O governo federal anunciou sua intenção de recorrer ao Supremo Tribunal Federal (STF) para contestar a Proposta de Emenda à Constituição (PEC) que estabelece regras especiais de aposentadoria para agentes comunitários de saúde e de combate a endemias. A medida visa barrar um impacto bilionário sobre os cofres públicos, conforme declarado pelo ministro da Fazenda, Dario Durigan, na última terça-feira (14).
A polêmica surge da ausência de uma fonte de compensação fiscal na proposta aprovada, o que o governo considera um descumprimento de preceitos constitucionais e da Lei de Responsabilidade Fiscal (LRF).

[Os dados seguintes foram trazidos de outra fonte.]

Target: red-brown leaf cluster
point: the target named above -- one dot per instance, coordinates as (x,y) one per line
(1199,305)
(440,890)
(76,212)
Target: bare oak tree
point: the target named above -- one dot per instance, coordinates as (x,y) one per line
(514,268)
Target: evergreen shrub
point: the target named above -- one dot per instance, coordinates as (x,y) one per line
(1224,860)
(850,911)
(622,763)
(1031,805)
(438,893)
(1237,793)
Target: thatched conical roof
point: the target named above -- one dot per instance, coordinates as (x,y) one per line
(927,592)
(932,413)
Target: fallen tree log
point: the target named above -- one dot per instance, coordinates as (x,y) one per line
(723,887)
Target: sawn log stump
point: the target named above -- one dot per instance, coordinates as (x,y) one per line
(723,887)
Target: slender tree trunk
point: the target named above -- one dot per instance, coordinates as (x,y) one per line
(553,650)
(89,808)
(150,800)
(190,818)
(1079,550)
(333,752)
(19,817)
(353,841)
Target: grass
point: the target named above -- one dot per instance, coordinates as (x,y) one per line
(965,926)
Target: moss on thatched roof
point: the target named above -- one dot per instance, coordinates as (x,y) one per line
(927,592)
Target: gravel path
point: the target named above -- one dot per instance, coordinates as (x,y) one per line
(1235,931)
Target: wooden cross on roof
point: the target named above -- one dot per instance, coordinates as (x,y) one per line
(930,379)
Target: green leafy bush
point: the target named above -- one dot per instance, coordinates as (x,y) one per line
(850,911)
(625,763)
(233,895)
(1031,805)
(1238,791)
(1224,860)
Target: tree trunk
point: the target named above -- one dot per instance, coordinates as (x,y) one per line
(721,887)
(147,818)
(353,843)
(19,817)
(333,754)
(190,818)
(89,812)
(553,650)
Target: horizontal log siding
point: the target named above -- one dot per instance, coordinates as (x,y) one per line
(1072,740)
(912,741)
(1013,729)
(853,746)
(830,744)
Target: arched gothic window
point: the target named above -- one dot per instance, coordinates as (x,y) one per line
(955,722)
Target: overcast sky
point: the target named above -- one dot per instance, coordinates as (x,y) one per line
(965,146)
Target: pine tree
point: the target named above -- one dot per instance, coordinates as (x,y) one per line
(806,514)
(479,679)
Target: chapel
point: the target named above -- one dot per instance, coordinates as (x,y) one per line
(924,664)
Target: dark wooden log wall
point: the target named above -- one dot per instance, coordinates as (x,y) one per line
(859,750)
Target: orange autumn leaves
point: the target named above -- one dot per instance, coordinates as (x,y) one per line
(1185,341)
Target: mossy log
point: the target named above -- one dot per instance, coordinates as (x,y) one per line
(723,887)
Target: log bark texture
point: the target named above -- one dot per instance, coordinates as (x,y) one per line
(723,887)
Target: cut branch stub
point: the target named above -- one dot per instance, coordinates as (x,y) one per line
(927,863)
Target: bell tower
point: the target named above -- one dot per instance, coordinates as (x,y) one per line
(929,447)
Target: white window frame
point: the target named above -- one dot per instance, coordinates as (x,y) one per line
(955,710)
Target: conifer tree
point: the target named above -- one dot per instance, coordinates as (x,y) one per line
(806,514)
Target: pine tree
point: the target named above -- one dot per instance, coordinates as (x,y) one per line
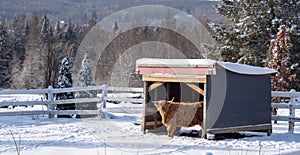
(254,23)
(86,79)
(280,49)
(5,57)
(65,81)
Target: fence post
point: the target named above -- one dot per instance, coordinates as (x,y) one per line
(50,99)
(292,111)
(104,95)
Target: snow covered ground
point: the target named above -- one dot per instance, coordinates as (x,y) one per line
(120,134)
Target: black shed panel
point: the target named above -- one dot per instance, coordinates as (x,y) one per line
(243,100)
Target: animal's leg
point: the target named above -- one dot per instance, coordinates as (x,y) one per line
(202,131)
(169,129)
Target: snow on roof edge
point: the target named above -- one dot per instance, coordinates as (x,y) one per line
(245,69)
(234,67)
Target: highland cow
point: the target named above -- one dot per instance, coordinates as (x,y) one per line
(180,114)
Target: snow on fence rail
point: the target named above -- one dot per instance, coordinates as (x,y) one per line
(50,102)
(292,105)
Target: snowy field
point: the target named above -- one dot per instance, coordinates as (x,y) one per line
(120,133)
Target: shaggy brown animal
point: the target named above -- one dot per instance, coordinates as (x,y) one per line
(180,114)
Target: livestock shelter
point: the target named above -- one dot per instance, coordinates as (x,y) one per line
(236,97)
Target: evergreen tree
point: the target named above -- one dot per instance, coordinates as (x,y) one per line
(5,57)
(65,81)
(254,23)
(86,79)
(281,61)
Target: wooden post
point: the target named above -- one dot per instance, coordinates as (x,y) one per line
(51,99)
(104,95)
(292,111)
(145,91)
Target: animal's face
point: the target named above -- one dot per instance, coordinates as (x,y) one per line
(160,105)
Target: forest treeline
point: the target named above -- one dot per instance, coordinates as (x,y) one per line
(36,35)
(31,49)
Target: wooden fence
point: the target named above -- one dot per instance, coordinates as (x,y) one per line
(50,102)
(292,104)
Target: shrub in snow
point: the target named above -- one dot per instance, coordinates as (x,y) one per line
(65,81)
(86,79)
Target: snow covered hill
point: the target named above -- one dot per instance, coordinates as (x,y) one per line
(120,134)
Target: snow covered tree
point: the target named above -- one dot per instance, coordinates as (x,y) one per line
(86,79)
(65,81)
(5,57)
(280,50)
(253,24)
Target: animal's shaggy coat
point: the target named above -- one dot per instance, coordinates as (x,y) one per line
(180,114)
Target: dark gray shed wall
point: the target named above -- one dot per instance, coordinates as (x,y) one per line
(234,99)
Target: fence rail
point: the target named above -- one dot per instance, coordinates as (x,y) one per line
(292,105)
(50,102)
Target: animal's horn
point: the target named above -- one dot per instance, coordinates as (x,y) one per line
(172,99)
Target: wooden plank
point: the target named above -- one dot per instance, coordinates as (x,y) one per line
(30,91)
(285,105)
(176,70)
(260,127)
(26,103)
(285,94)
(22,113)
(285,118)
(125,89)
(143,128)
(78,100)
(174,79)
(196,88)
(154,123)
(124,99)
(154,85)
(76,89)
(75,112)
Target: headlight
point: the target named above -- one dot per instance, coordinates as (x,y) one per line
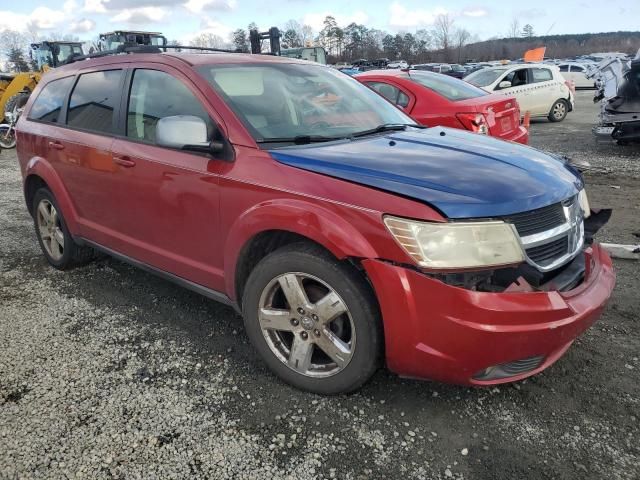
(584,203)
(457,245)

O Argumento Fiscal do Executivo
A equipe econômica argumenta que a Constituição Federal e a Lei de Responsabilidade Fiscal exigem que qualquer novo benefício previdenciário seja acompanhado da indicação de receitas que compensem seu impacto nas contas públicas. Segundo o ministro Durigan, a ausência dessa compensação torna a judicialização do tema uma medida necessária. Ele enfatizou que, caso a PEC tivesse apontado uma fonte de receita, o governo não precisaria acionar a Justiça, alinhando-se à jurisprudência já estabelecida pelo Supremo Tribunal Federal.
Projeções de Impacto Bilionário
As projeções apresentadas pelo governo indicam que a PEC representa uma "pauta-bomba", com um potencial impacto atuarial estimado entre R$ 27 bilhões e R$ 30 bilhões ao longo dos próximos dez anos. Esses cálculos levam em conta a redução das contribuições previdenciárias e a antecipação do pagamento de benefícios que decorrerão das novas regras. A Fazenda alerta que os custos podem ser ainda maiores, uma vez que as estimativas iniciais não incluem uma possível revisão de aposentadorias já concedidas, o que ampliaria a despesa.
Diálogo com o Congresso e a Aprovação Final
Durigan revelou que manteve conversas com os presidentes da Câmara dos Deputados, Hugo Motta (Republicanos-PB), e do Senado, Davi Alcolumbre (União-AP). O objetivo era sensibilizar os líderes parlamentares sobre a importância de que propostas com elevado impacto fiscal observem as exigências da legislação vigente e do arcabouço fiscal, visando preservar o equilíbrio das contas públicas arduamente conquistado. Apesar das manifestações e apelos do governo, a PEC foi aprovada em dois turnos pelo plenário do Senado na mesma noite em que o ministro fez suas declarações, sinalizando a iminente disputa jurídica.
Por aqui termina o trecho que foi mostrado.